Can I generate a PDF from a URL instead of from a file on disk?
You can generate a PDF from any HTML InputStream
. In most of the examples, we have used a FileOutputStream
, but in chapter 4, we have created reports that existed only in memory as a byte[]
. In that case, we used a ByteArrayInputStream
. We can also use an InputStream
that was created from a URL
object.
Suppose that we use this URL:
public static final String ADDRESS = "https://stackoverflow.com/help/on-topic";
If we open this URL in a browser, we see the following page:
In the C07E04_CreateFromURL (Java/.NET) example, we use ADDRESS
to create a Java URL
object:
new C07E04_CreateFromURL().createPdf(new URL(ADDRESS), DEST);
We use the following createPdf()
method:
public void createPdf(URL url, String dest) throws IOException {
HtmlConverter.convertToPdf(url.openStream(), new FileOutputStream(dest));
}
The openStream()
method gives us an InputStream
that will be used by iText to get the HTML - obviously, this only works on a machine that has access to the internet.
For pages with lots of pictures, it can take a while for iText to download all the resources, but this FAQ page from Stack Overflow should load quickly, and the result will look like this:
Maybe an A4 page isn't the ideal page size for a web page, because the complete sidebar is missing. Let's adapt the example, and introduce a media query.
The createPdf()
method of the C07E05_CreateFromURL2 (Java/.NET) example looks like this:
public void createPdf(URL url, String dest) throws IOException {
PdfWriter writer = new PdfWriter(dest);
PdfDocument pdf = new PdfDocument(writer);
PageSize pageSize = new PageSize(850, 1700);
pdf.setDefaultPageSize(pageSize);
ConverterProperties properties = new ConverterProperties();
MediaDeviceDescription mediaDeviceDescription =
new MediaDeviceDescription(MediaType.SCREEN);
mediaDeviceDescription.setWidth(pageSize.getWidth());
properties.setMediaDeviceDescription(mediaDeviceDescription);
HtmlConverter.convertToPdf(url.openStream(), pdf, properties);
}
We use a custom page size of 850 by 1700 user units, and we use the Screen
media type as done in chapter 2. Now the content fits the page, and we get a much better result:
Sure, there are still some imperfections. For instance: the items in the header bar are shown as a list, instead of as items in a menu bar, but we plan to solve these issues in future versions of pdfHTML.

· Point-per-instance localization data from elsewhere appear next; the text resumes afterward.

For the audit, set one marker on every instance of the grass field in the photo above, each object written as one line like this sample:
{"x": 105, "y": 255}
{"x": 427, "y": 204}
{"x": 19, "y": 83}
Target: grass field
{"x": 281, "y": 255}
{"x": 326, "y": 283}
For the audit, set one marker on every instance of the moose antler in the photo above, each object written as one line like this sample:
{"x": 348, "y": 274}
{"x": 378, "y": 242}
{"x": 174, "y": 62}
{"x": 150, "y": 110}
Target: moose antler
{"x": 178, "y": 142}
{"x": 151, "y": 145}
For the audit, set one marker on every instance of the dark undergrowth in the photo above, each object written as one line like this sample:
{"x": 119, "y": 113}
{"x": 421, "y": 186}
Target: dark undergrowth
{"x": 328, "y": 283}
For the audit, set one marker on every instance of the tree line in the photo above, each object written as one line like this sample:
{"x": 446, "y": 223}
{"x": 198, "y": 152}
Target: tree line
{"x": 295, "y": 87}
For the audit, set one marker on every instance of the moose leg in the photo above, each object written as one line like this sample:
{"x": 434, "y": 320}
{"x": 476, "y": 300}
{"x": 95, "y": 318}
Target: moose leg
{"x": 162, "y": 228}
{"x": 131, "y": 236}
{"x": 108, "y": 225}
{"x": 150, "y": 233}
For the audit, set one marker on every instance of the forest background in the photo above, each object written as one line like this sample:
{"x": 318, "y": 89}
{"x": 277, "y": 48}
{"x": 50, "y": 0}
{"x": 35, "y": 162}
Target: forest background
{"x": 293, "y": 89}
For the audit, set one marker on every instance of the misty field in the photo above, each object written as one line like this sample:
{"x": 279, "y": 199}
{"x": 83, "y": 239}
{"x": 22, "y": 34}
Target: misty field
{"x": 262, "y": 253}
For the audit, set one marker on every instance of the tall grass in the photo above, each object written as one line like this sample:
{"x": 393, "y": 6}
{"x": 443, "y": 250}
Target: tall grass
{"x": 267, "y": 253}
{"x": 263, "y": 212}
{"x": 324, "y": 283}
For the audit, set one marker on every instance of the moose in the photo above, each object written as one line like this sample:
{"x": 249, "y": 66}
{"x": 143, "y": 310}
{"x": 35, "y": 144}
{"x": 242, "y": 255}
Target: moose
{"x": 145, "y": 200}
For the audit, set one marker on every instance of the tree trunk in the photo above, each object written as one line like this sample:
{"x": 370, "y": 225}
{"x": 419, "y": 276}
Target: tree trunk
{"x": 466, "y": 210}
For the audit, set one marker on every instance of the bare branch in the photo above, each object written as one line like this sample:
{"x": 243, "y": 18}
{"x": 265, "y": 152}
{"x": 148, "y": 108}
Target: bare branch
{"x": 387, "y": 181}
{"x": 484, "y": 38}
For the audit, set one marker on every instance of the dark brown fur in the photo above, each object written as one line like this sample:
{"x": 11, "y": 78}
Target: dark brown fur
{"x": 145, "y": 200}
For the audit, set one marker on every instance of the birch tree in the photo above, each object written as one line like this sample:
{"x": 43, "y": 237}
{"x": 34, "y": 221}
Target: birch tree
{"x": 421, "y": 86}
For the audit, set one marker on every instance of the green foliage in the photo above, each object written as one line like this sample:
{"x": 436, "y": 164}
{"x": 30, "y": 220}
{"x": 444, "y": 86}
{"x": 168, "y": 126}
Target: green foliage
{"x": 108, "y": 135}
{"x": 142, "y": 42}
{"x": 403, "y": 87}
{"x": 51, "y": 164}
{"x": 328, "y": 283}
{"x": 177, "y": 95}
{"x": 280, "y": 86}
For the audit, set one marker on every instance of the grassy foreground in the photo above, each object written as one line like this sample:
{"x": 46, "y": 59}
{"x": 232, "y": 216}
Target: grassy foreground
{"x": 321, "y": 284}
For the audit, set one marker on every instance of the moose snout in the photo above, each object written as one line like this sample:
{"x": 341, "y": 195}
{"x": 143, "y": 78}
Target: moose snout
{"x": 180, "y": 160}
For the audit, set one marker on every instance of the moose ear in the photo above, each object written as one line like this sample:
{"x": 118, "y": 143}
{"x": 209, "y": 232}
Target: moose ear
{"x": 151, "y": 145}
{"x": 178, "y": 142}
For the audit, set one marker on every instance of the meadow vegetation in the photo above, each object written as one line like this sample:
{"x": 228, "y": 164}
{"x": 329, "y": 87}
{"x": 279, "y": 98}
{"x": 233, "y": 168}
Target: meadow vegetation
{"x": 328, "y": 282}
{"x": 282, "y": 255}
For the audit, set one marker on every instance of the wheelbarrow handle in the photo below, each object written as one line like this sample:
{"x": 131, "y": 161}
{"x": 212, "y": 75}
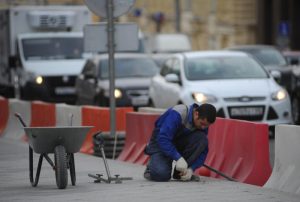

We could also have used the media type PRINT
instead of SCREEN
. See the C07E06_CreateFromURL3 (Java/.NET) example:
public void createPdf(URL url, String dest) throws IOException {
ConverterProperties properties = new ConverterProperties();
MediaDeviceDescription mediaDeviceDescription =
new MediaDeviceDescription(MediaType.PRINT);
properties.setMediaDeviceDescription(mediaDeviceDescription);
HtmlConverter.convertToPdf(url.openStream(), new FileOutputStream(dest), properties);
}
Because of the print.css
used by Stack Overflow, we now have a couple of bare bones pages in which the sidebar is omitted deliberately. Maybe that's exactly what we want:
Important: pdfHTML is a work in progress. If you have tried printing a web page to paper pages from a browser, you notice that the results aren't always quite as good as you'd want them to be. The same will be true when using pdfHTML as a URL2PDF tool. Most HTML pages aren't meant to be printed, but with pdfHTML, we're doing a continuous effort to improve the conversion process.